STACK GUIDE

Best Software for Yoga Teachers

Almost every "best yoga software" list is written for studios — front desks, multiple instructors, Mindbody-sized budgets. This one is for the solo teacher. The booking, website, online-class, and email tools you actually need to run a practice on your own, with honest pricing and a clear note on what to skip until you grow.

New to teaching online? Start with our step-by-step guide to launching online yoga classes from scratch, then come back here to choose each tool. Running a broader one-person business? Our solopreneur stack overlaps heavily with this one.

Last updated: June 2026 · Prices are approximate — confirm current rates on each tool's site before you buy.

The short version

If you only read one section, read this.
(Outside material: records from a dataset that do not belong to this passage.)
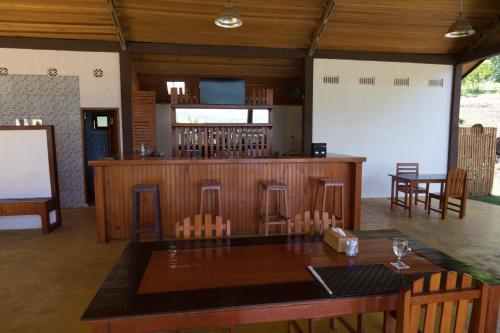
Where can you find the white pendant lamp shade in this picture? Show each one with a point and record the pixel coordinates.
(461, 27)
(229, 17)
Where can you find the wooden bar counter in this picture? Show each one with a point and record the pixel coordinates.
(180, 181)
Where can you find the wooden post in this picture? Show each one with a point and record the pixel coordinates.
(100, 204)
(307, 109)
(454, 117)
(356, 198)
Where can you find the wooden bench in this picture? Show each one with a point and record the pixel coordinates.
(33, 206)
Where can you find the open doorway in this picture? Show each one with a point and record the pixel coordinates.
(480, 107)
(101, 140)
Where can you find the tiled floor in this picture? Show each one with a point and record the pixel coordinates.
(47, 281)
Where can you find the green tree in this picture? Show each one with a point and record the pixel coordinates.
(481, 74)
(495, 62)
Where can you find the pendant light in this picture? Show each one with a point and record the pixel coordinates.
(461, 27)
(228, 17)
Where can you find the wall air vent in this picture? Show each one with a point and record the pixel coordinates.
(52, 72)
(436, 83)
(402, 82)
(365, 80)
(331, 79)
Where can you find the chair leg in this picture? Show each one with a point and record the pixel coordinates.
(426, 196)
(201, 201)
(388, 326)
(219, 203)
(323, 201)
(315, 197)
(333, 325)
(463, 202)
(444, 209)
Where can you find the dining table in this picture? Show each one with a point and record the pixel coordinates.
(411, 181)
(209, 284)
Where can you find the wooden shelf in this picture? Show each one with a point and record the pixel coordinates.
(220, 106)
(220, 125)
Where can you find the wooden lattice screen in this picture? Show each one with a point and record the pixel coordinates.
(143, 120)
(476, 154)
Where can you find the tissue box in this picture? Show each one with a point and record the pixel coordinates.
(336, 241)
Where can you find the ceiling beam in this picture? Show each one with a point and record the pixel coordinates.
(478, 54)
(213, 50)
(484, 34)
(445, 59)
(58, 44)
(325, 16)
(116, 23)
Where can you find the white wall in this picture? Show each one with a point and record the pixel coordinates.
(384, 123)
(25, 173)
(104, 92)
(94, 92)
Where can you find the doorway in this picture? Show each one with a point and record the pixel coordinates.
(101, 140)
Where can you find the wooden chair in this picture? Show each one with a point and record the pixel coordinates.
(414, 300)
(205, 229)
(409, 169)
(307, 226)
(317, 225)
(455, 188)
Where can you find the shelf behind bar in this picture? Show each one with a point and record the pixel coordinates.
(221, 106)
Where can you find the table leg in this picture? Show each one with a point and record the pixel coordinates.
(392, 193)
(410, 203)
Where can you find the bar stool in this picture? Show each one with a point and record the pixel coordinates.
(280, 217)
(333, 183)
(136, 210)
(211, 186)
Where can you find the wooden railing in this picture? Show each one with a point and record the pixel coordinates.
(254, 97)
(222, 140)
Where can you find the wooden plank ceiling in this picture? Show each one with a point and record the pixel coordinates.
(284, 76)
(359, 25)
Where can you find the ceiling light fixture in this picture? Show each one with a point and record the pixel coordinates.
(461, 27)
(228, 17)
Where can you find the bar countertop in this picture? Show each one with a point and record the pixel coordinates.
(136, 159)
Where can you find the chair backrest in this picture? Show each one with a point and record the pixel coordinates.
(202, 229)
(413, 301)
(407, 168)
(456, 183)
(309, 226)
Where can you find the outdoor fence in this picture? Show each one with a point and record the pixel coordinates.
(476, 154)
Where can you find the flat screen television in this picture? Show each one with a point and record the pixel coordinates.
(222, 91)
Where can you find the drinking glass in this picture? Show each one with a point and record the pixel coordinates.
(400, 248)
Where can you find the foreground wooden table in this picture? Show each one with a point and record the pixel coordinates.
(215, 284)
(180, 181)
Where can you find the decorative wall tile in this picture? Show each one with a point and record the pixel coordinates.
(98, 73)
(55, 100)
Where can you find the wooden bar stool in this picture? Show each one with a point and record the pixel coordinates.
(280, 217)
(137, 227)
(333, 183)
(211, 186)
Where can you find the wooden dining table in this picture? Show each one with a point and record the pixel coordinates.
(412, 181)
(190, 285)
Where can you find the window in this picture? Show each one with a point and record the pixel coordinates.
(100, 122)
(260, 116)
(180, 85)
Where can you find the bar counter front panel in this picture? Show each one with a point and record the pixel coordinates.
(180, 185)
Pick one tool per row. You do not need all of them on day one.

What you need Our top pick Budget pick Typical cost
Class booking & payments OfferingTree Momence (free start) $0–$100/mo
Private 1:1 scheduling Acuity Scheduling Calendly from ~$16/mo
Live online classes Zoom Pro Zoom Free $0–$15/mo
On-demand & courses Uscreen Teachable / Podia from ~$33/mo
Website Squarespace All-in-one built-in from ~$16/mo
Email & retention Flodesk MailerLite (free) $0–$54/mo
Marketing design Canva Pro Canva (free) $0–$15/mo
Starting out? Momence (free) + Zoom Pro + MailerLite (free) + Canva (free) gets you teaching for under $30/mo. Scale up from there.
Booking & Payments

Class booking and payments

This is the core decision. Your booking tool is where students find your schedule, reserve a spot, buy a class pack, and pay — and it is the one tool you will use every single day. Three options fit a solo teacher without studio-grade pricing.

Class booking: entry monthly cost Momence Free + transaction fees OfferingTree $26/mo Punchpass $34/mo
Entry monthly pricing for a solo teacher, as of June 2026. Momence is free but adds per-transaction fees; OfferingTree (indigo) is our pick. OfferingTree's Studio tier and Punchpass's larger plans cost more.
Our Pick — All-in-one

OfferingTree

One tool for everything: booking, a website, payments, and email — built specifically for wellness and yoga.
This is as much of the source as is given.